Autumn Fruits

Autumn Fruits

[Newly harvested from our garden]

 

Caressed by raindrops
Chilled by winter frosts
Kissed by sunbeams
Cooled by gentle breezes
Coaxed to maturity

Month by month
From bud to fruit
Bramleys burgeon
Until they can no longer
Defy gravity

And their goodness
Cascades down on us
To titillate the palate
In tasty tarts and
And crunchy apple crumble

Such joy!

Ken Fisher

 

 

Golden Glow

Golden Glow

[On a sunny July day]

Sunlight’s golden glow
Accosts our sleepy eyes as we awake
Dawn’s shadows scattered
By the radiance from the east

The prospect of a sun-filled day
Fills us with anticipation
Active hours in the great outdoors
Or lazy languishing in some shady arbour

Our spirits lifted by the vaulted sky
Azure blue with tiny wispy clouds
Flowers standing proud and tall
Bees teasing their alluring petals

All’s well with the world
As temperature mounts towards noon
No place to be out abroad in such heat
Siesta time surely has been called

From its apex the sun tips gently downwards
But still much joy in parks and gardens
As tiny tots cavort in paddling pools
And barbecue sets called into service

Throughout the afternoon’s long sun-filled moments
Absorbed in a novel’s world of imagination
Or transported by some majestic symphony
Brought to our senses by head-phones

Gradually the sun inclines toward the west
Daytime pleasures stretched into twilight
The glasses shared bring greater conviviality
Until the chill of dusk chimes benediction

Ken Fisher

The Cicada

The Cicada

[A model in ceramics]

I have often thought that this resounding vibration
Was produced by some birds having an altercation
But when travelling on a recent holiday abroad
We were subjected to the noise that cannot be ignored

I am referring to those all-pervading continental insects
Engulfing the plane trees, making such noise to great effect
As they suck the sap which seems them to intoxicate
The males produce a high-pitched drone, all other sounds to dominate

The noise seems to increase as the temperature rises
And the fact they are seen as a pest does not surprise us
But in nature every creature no doubt has some purpose
And if we don’t bother them.

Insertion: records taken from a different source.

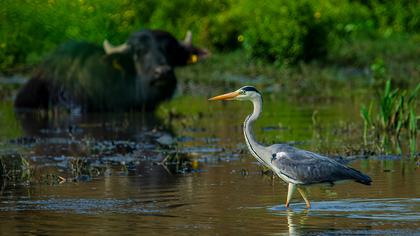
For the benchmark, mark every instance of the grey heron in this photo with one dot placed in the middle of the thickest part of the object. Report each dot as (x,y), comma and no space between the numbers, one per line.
(296,167)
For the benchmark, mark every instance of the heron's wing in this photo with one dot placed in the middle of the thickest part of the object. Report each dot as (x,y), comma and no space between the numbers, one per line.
(307,167)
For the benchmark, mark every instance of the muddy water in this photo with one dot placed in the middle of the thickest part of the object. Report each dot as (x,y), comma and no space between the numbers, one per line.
(223,191)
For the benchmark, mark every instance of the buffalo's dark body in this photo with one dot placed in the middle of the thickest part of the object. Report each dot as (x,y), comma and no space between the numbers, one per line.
(80,75)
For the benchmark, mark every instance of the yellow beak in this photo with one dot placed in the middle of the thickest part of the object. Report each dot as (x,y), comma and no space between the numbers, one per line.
(226,96)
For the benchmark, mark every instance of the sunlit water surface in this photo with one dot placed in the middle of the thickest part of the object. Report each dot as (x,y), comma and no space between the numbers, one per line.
(224,193)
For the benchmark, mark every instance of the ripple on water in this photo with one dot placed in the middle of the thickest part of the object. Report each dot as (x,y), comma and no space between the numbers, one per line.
(392,209)
(89,206)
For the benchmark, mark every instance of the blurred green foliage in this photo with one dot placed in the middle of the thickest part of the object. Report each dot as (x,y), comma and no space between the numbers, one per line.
(278,31)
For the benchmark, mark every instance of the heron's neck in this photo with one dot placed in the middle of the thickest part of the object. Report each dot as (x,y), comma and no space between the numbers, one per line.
(253,145)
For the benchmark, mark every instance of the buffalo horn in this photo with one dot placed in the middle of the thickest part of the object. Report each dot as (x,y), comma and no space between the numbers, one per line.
(110,49)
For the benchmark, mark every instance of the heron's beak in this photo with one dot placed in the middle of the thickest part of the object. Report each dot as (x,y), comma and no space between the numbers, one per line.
(226,96)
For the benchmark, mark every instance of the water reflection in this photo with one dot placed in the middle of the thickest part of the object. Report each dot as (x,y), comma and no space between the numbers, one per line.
(227,195)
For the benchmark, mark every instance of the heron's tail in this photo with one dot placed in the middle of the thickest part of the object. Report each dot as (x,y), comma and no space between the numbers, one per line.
(360,177)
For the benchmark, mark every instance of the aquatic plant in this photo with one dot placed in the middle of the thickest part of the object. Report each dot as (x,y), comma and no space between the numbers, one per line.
(396,111)
(15,168)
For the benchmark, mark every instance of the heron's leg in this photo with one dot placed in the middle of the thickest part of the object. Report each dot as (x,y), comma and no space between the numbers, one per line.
(290,193)
(305,197)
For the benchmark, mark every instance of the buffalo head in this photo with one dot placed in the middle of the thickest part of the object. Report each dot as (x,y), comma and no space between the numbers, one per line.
(155,53)
(137,74)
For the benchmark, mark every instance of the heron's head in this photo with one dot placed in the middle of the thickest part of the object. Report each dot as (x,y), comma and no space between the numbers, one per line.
(244,93)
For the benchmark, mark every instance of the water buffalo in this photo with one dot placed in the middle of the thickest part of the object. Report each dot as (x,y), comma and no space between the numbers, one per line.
(136,75)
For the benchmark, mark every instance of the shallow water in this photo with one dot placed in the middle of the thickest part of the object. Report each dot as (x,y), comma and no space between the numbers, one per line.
(223,190)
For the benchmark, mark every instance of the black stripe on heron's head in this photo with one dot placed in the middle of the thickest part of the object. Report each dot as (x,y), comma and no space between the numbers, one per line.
(250,88)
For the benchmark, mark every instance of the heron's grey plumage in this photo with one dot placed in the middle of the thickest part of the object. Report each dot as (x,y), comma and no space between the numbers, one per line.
(295,166)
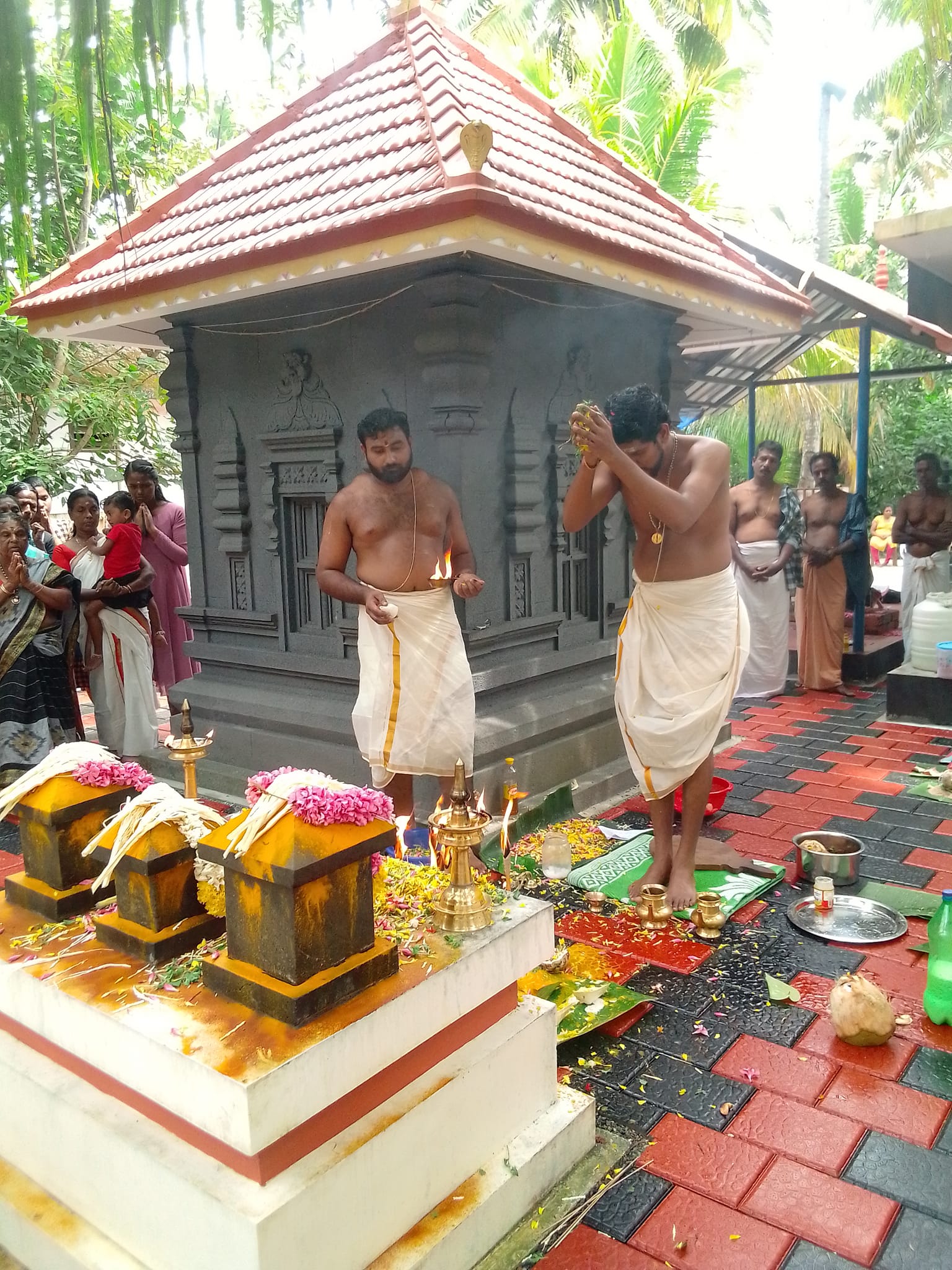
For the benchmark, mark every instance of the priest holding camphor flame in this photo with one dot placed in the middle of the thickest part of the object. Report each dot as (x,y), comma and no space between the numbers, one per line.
(415,710)
(684,638)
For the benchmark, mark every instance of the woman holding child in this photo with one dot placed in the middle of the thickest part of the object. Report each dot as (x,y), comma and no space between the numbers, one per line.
(121,683)
(37,621)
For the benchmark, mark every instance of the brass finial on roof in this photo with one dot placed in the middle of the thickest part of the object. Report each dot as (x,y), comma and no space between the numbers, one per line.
(477,143)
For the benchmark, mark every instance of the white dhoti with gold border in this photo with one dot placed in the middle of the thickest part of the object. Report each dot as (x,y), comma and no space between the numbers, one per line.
(415,709)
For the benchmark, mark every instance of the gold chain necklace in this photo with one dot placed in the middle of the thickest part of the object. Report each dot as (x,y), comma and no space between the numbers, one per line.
(658,526)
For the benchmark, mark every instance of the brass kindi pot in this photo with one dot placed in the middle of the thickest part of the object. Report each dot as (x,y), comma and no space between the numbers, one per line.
(653,910)
(708,917)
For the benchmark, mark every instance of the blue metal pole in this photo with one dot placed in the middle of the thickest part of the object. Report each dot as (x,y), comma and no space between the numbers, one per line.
(862,456)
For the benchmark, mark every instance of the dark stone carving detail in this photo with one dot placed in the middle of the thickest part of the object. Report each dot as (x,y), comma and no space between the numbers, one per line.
(576,554)
(319,478)
(231,499)
(304,402)
(521,605)
(239,584)
(456,351)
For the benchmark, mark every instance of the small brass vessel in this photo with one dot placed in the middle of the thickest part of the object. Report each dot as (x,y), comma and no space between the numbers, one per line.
(708,917)
(462,906)
(653,910)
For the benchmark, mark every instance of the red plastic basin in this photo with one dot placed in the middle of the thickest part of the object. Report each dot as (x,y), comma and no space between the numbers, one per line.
(720,789)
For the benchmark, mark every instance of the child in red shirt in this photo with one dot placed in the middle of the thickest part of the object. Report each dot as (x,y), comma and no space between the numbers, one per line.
(122,549)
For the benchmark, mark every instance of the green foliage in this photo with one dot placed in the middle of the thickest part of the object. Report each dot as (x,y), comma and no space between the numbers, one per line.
(910,415)
(74,412)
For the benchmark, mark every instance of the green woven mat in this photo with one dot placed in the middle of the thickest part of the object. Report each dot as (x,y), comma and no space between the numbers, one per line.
(614,874)
(930,788)
(904,900)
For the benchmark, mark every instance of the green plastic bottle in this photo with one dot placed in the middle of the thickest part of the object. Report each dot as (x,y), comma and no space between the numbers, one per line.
(937,1000)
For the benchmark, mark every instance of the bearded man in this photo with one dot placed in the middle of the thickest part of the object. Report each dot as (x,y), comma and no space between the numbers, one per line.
(923,525)
(415,710)
(684,638)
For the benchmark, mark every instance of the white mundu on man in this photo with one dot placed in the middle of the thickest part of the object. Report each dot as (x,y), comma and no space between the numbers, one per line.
(767,531)
(415,711)
(684,639)
(923,525)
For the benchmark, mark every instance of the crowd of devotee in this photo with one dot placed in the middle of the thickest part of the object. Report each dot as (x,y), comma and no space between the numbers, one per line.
(89,606)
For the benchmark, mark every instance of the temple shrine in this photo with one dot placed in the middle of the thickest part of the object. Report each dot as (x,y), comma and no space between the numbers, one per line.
(421,230)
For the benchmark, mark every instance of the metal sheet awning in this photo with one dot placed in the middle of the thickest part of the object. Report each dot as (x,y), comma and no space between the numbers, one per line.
(725,363)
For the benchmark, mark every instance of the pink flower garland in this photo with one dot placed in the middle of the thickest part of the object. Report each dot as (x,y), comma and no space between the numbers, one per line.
(314,804)
(99,775)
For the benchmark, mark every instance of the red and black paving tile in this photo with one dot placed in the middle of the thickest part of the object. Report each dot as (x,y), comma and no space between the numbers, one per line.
(762,1141)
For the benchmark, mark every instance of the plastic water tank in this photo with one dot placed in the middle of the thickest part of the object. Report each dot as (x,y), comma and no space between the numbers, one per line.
(932,625)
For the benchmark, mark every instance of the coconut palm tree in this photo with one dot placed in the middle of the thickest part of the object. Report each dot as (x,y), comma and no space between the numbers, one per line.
(84,36)
(912,98)
(645,76)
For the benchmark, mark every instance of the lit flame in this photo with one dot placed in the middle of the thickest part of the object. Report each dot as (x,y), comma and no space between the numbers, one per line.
(400,846)
(505,842)
(434,840)
(443,577)
(505,831)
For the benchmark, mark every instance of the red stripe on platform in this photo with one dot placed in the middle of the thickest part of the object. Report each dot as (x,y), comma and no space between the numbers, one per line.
(307,1137)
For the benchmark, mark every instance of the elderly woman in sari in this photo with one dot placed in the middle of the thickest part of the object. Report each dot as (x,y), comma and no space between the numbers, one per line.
(122,690)
(37,615)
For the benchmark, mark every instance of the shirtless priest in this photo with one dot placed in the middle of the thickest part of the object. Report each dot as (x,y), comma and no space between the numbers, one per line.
(415,710)
(767,530)
(684,638)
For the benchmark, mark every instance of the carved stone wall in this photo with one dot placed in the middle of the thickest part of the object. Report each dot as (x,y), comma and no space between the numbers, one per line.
(231,505)
(526,515)
(456,351)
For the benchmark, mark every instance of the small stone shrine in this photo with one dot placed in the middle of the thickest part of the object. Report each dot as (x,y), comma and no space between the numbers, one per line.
(299,902)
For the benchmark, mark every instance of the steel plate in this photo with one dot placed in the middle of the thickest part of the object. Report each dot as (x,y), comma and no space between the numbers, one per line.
(852,921)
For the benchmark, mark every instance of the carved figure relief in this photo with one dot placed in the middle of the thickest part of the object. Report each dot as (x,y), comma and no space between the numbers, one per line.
(304,402)
(575,384)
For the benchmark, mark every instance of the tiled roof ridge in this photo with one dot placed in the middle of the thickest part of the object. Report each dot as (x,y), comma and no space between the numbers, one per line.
(687,216)
(425,37)
(195,178)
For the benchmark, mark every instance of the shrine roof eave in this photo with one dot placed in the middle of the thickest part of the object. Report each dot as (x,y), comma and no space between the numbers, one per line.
(475,218)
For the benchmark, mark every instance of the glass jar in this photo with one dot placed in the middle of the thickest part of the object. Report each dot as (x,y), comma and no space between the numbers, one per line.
(557,854)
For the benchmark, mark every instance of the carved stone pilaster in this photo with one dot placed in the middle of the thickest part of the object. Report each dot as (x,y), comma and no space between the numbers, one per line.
(673,373)
(231,499)
(456,350)
(180,383)
(230,506)
(524,516)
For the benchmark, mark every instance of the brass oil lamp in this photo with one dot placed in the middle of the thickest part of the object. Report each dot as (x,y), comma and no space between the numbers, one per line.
(188,748)
(462,906)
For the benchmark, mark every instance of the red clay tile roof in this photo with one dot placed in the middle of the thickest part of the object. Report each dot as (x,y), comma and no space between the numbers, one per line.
(372,151)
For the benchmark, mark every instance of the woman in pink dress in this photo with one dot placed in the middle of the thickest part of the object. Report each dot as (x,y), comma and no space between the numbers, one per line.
(165,546)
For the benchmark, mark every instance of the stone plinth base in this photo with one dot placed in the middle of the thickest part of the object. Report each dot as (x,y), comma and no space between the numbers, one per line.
(186,1132)
(918,696)
(54,905)
(298,1003)
(154,946)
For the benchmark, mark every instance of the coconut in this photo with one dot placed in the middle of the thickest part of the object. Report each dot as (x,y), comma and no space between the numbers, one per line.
(861,1013)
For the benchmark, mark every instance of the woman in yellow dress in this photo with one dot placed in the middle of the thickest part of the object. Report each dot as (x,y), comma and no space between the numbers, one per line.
(881,538)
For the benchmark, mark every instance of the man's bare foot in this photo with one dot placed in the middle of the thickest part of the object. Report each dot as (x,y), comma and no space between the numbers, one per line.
(655,876)
(712,854)
(682,892)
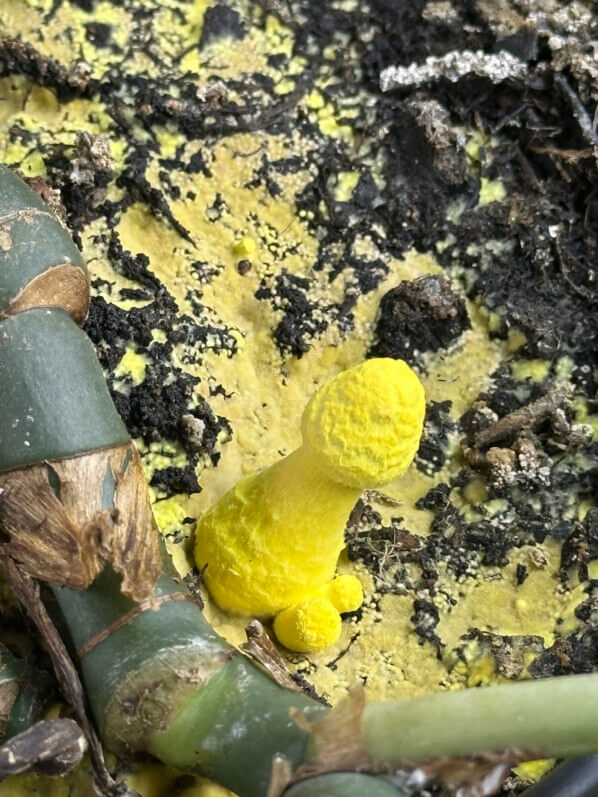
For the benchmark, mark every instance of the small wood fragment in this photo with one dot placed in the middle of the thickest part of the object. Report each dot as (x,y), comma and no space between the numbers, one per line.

Surely they will not hurt us

Apparently the “singing” of the male cicada is not stridulation
typical of the cricket, but rather a different kind of resonant vibration
By contraction of its muscles it produces those loud clicks
Thus commanding all the world around to be transfixed

One wonders if they would not by and by desist
But for hours on end they continue to persist
And eventually the clicks become as background music
A little less pervasive, if not completely muted

The cicada has been immortalized in local folklore
In French Provence it is difficult to ignore
And models in ceramics are now a major feature
Thus runs the fame of this noisy little creature

Ken Fisher

Summer Solstice 2017

Summer Solstice 2017

A glimpse of sunshine warms our heart
Flowers and leaves reflect the light
The gentle rays caress our brow
Our lips widen with a smile

For now the daytime stretches out
Filling each hour with gentle light
Dark days of winter long forgot
We rejoice in life outdoors

From this ‘crows nest’ of the year
We scan the horizon fore and aft
Behind long hours of winter gloom
Then spring pregnant with promise

But this year we feel melancholic
Mood saddened by tragic events
We pause at this solstice moment
Praying that fortune may have turned

Ahead the prospect of summer warmth
And autumn’s gold and russet tints
But winter’s spectre lurks beyond
Vaguely threatening summer’s calm

Ken Fisher

The Bee

The Bee

 

We have a lot to learn from the humble bee
Who works ever so hard for you and me
Their principal role is pollination
Which is vital to the crops that feed our nation

Most of the bees are social creatures
Being together is a quite distinct feature
Up to 50 thousand Honey bees inside a hive
It’s amazing they all manage to stay alive

Bumble bees also like to congregate
But apparently they want a bit more space
So we find about 150 under their roof
Perhaps they prefer to be somewhat aloof

Both types of bees depend on their Queen
Who lays all the eggs, this seems rather obscene
But thanks to the efforts of that sovereign so fertile
All that hard work of the drones is not futile

Indeed I am told that one third of all the food that we eat
Relies on the pollination of bees – that’s surely some feat
One out of every three bites that we munch
Is thanks to the bees – if we lose them, then comes the crunch!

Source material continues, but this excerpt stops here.